Bernard von Brentano’s debut novel follows a German family grappling with both personal and political turmoil during the First World War. The book was written in Switzerland in 1936 after Brentano was forced to leave his job as a correspondent at the Frankfurter Zeitung and go into exile due to his political convictions. It was first released in Switzerland, but was eventually published in 1951 in Wiesbaden, two years after he moved back to Germany. Following a month-long literary festival in Wiesbaden in celebration of Brentano and to mark the fiftieth anniversary of his death, Theodor Chindler has been republished by Schöffling & Co. as the culmination of a revival of his popularity in Germany.
The middle-class Chindlers are a respectable, church-going family presided over by Theodor Chindler, a member of parliament for the Catholic Centre Party who works in the Reichstag in Berlin. The patriarchal Theodor initially believes that politics can be left at the door and that his place at the head of the family cannot be challenged, but then cracks start to appear in his once harmonious household. Political opinion at home becomes divided, and when daughter Maggie joins the workers’ movement against his wishes and son Leopold falls in love with a male classmate, life as they know it changes irrevocably. Disaster descends, and only one member of the family emerges triumphant: but at what price?

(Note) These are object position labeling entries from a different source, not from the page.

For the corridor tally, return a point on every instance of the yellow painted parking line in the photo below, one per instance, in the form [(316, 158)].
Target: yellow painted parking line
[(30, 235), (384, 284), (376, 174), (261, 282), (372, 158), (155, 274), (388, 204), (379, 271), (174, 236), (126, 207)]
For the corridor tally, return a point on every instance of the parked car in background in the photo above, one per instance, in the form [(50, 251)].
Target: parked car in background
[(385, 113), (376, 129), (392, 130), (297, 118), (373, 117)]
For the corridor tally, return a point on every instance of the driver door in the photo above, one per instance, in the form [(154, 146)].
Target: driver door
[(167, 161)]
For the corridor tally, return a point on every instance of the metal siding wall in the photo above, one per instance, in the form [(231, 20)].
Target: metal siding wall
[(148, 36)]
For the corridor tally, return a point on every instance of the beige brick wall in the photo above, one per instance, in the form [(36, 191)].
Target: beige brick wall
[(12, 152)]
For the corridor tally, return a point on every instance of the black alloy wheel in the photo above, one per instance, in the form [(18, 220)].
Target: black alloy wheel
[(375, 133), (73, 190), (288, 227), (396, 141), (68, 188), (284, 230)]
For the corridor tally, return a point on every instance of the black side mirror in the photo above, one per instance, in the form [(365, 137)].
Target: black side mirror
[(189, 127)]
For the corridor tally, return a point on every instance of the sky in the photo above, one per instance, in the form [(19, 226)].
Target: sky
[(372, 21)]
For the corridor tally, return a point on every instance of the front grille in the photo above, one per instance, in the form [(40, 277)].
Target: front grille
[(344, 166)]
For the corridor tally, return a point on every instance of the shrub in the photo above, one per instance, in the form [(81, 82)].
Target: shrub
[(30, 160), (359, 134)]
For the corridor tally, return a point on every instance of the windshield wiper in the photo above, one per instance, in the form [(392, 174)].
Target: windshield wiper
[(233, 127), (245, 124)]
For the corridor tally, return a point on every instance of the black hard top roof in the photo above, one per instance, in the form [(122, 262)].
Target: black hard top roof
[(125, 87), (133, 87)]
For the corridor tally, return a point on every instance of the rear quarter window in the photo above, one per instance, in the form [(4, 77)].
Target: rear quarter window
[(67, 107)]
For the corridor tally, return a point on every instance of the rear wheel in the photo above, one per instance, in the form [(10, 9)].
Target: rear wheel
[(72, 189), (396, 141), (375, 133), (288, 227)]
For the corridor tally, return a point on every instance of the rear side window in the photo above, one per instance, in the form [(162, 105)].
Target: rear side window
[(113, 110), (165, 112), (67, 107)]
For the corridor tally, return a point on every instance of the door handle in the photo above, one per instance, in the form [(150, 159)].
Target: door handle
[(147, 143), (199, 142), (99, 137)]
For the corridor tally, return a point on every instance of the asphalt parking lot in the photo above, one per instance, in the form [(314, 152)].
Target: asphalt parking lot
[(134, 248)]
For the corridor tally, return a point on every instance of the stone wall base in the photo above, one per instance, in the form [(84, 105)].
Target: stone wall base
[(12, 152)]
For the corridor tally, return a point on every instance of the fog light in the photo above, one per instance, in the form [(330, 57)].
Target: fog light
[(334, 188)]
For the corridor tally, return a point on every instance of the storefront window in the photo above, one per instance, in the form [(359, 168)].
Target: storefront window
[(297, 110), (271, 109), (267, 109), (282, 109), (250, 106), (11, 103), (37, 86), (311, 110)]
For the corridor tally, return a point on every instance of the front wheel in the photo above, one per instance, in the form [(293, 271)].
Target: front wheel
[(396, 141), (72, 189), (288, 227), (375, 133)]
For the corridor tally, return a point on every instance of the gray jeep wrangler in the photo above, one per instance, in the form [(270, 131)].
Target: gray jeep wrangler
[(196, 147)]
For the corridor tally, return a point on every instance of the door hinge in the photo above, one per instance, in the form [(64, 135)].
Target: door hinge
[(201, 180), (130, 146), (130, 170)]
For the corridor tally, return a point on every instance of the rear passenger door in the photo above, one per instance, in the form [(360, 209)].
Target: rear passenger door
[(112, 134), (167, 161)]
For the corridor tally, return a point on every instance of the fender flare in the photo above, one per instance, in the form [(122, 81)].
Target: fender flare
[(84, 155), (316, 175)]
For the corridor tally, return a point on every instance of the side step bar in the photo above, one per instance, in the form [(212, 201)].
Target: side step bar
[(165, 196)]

Theodor is a highly religious man, but also extremely ambitious. He believes in the power of Catholicism to save Germany and is staunchly opposed to the war and those in power. Longing for order and peace at home, he finds himself in constant disputes with his dissenting daughter and his wife Elisabeth, who wishes to blank out the horrors of war, as well as the idea that those in power can be challenged. Elisabeth married Theodor in her youth to escape her father’s alcoholism and is now permanently installed in their villa in Neustadt, vaguely in mourning for her own ambitions in life, which she had to put aside for her husband’s own career. A matriarch in the purest sense of the word, she loves her children greatly, but uses this as justification for surveying every aspect of their lives. She pushes them further and further away from her through her hysterical outbursts and preoccupation with saving face.
Theodor and Elisabeth have well-meaning intentions, but their preoccupations have caused a rift between them and their children. When their son Ernst comes home from the war for a brief visit, Elisabeth hounds him as to when he will see his wife Lilli again and forbids him to talk about the war; and Theodor himself is more concerned with getting information about the commanding ranks on the frontline for his own gain in parliament than he is with welcoming his son home. Ernst, exhausted and much changed from his time at war, is disappointed and exasperated by his father’s politic nature and disregard for his son’s liability to get shot should any information reach parliament through him.
Ernst is not the only Chindler sibling who goes through a transformation in the book. Maggie longs to escape from her parents and the family home, much as her own mother did when she was young. When she falls for socialist revolutionary Caspar Koch she enters unknown and dangerous territory, also realising that leaving the family home for a man doesn’t lead to freedom. She ends up in jail for a time, but finds prison not much different from being at home, telling Elisabeth when she visits that she acts more like a policeman or judge than a mother. Leopold finds himself captivated by romantic genius and close friend Balthasar Vierling, whose passionate affections he tries to fend off for fear of scandal while simultaneously not being able to bear being without him. Karl, the other Chindler brother at war, has conversely fully adopted his parents’ cool sobriety, writes of the necessity of sacrifice in his letters home – which worries Theodor greatly – and openly says that he finds his sister’s arrest an annoying embarrassment that could jeopardise his prospect of getting engaged.
Brentano’s close familial ties to the political stage of the time afforded him a unique insight into Germany’s transition between the Weimar Republic and the National Socialist government. The writer and critic Oskar Jancke praised Brentano’s writing style for being ‘concise and hard, sober and precise, tender and mysterious, but always restrained’ rather than musical, yet not without a ‘sharp, ironic and melancholic’ undercurrent. There is certainly an effortless control and a persuasive touch to Brentano’s highly readable prose. The book has often been compared to Heinrich Mann’s works Man of Straw and The Blue Angel and secured Brentano deep admiration from contemporaries including Bertolt Brecht (who recommended it to Walter Benjamin) and Thomas Mann.
Bernard von Brentano tells the story of backroom politics and the wretched deaths in the trenches, but the book is ultimately an engrossing family saga set in times of social upheaval. Theodor Chindler is a bittersweet snapshot in time that remains potent to this day.
By Jen Calleja
The second volume of Bernard von Brentano’s series ‘The Story of a German Family’, Franziska Scheler (1945), will be published by Schöffling & Co. in 2015.